28 January? 1876 • Hartford, Conn. (Transcript and paraphrase: Osborn 1920, p. 19, UCCL 11930)
This was the experience of a bit of doggerel—“Punch, brothers! Punch with care!” which, at the time of its perpetration, was greatly in vogue. . . .
It was early attributed to Mark in spite of the solicitous insistence of Dana in The Sun that Bromley should not be deprived of its authorship. I, too, in frequent appeals to a much more restricted constituency, have labored to the same end. It bothered Mark Twain also. He was in constant receipt of letters from admirers, who both expressed the delight they had taken in it and the desire to have an authenticated copy. He finally wrote Bromley in despair saying: “The next time you write anything like that for God’s sake sign your name to it.”1explanatory note
This letter, as recreated by Norris G. Osborn, Bromley’s biographer, has been dated somewhat arbitrarily.
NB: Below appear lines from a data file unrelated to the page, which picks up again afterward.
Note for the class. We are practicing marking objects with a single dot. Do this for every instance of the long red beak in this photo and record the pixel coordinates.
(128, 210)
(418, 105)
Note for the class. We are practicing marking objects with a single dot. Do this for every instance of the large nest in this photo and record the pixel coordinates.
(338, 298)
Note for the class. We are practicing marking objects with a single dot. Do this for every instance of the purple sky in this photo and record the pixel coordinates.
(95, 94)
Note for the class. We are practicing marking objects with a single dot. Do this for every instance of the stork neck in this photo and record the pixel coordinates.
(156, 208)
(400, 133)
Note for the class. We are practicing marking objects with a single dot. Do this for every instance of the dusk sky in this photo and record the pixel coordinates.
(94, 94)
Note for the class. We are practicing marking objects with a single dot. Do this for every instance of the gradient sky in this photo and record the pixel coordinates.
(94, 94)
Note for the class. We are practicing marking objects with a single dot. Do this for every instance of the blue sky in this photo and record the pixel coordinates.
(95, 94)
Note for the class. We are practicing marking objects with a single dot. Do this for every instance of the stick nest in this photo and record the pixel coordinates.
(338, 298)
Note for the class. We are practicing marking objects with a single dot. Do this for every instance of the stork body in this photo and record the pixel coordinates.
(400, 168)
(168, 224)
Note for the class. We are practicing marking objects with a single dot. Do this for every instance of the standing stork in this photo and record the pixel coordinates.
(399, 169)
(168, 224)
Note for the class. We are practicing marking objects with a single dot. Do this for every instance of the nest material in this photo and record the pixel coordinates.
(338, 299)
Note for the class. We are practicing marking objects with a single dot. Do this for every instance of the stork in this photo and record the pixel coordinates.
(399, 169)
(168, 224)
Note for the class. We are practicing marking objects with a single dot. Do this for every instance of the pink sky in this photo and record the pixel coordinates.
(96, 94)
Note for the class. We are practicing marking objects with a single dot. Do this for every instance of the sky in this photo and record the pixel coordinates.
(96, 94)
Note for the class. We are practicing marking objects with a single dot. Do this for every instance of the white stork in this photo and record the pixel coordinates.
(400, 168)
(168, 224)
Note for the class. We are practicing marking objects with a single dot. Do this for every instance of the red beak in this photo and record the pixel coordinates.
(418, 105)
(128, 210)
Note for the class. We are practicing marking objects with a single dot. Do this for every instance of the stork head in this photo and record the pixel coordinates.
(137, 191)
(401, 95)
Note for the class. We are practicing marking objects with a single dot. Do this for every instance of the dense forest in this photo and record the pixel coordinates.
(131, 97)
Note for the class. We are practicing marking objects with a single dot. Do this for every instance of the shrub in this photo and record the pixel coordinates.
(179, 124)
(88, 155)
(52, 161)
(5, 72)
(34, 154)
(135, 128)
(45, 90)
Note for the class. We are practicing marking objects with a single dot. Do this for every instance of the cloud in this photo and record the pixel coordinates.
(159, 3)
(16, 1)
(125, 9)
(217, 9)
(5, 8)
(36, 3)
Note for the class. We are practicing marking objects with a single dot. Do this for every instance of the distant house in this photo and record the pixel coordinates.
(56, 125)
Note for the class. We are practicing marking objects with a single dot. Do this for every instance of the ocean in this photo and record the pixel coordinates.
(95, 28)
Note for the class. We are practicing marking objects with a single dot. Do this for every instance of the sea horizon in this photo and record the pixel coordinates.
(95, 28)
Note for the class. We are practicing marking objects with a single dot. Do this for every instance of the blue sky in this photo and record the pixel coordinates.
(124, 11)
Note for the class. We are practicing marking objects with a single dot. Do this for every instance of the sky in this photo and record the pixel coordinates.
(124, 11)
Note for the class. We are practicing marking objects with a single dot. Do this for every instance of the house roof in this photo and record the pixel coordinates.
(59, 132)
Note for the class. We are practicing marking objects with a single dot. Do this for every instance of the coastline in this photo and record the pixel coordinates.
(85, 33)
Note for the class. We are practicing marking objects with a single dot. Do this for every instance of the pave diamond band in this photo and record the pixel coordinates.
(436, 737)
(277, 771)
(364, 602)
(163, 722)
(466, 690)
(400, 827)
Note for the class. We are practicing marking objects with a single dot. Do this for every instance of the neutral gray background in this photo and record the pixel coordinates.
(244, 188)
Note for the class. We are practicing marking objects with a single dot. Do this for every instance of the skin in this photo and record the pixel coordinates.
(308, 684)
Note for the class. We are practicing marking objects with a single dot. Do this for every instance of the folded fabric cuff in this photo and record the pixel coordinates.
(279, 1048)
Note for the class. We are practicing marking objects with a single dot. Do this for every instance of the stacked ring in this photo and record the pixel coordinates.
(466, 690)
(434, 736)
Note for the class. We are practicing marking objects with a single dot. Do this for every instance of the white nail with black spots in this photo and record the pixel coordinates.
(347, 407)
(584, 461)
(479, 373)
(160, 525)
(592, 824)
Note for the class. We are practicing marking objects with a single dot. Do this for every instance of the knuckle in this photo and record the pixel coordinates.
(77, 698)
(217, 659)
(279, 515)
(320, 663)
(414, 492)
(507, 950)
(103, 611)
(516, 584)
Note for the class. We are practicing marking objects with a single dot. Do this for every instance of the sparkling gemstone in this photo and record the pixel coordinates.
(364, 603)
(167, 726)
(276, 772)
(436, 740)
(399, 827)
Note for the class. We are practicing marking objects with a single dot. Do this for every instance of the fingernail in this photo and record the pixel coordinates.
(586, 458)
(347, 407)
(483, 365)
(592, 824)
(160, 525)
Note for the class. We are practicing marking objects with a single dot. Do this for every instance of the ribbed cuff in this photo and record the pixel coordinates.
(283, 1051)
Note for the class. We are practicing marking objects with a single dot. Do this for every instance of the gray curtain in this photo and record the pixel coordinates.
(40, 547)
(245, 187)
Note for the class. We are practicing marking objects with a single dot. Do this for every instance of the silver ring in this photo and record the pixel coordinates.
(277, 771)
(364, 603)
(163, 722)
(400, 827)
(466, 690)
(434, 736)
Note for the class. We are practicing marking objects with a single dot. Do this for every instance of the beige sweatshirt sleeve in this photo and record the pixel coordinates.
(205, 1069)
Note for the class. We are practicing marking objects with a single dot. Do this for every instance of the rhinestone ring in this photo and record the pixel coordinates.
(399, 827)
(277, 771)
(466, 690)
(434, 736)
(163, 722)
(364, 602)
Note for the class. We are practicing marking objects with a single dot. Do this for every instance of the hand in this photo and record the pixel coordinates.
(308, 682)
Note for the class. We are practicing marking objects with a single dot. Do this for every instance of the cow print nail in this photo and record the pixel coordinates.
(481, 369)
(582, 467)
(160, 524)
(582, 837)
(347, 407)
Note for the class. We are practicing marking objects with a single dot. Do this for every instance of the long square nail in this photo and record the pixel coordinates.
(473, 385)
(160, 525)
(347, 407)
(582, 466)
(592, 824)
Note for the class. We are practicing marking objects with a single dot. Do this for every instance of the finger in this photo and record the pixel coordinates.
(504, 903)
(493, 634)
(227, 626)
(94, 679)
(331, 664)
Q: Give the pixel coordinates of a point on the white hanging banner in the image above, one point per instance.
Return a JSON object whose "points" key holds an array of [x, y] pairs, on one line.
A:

Clemens probably wrote it about the same time he wrote his 28 January letter to Higgins, also about the response to “A Literary Nightmare.” For Bromley’s part in creating the “Punch, brothers! punch” jingle, see 27 Oct 1875 to Howells, L6 , 577 n. 1. Charles A. Dana (1819–97) was the owner and editor of the New York Sun. No examples of his “solicitous insistence” or Osborn’s “frequent appeals” have been found.
Transcript and paraphrase, Osborn 1920, 19.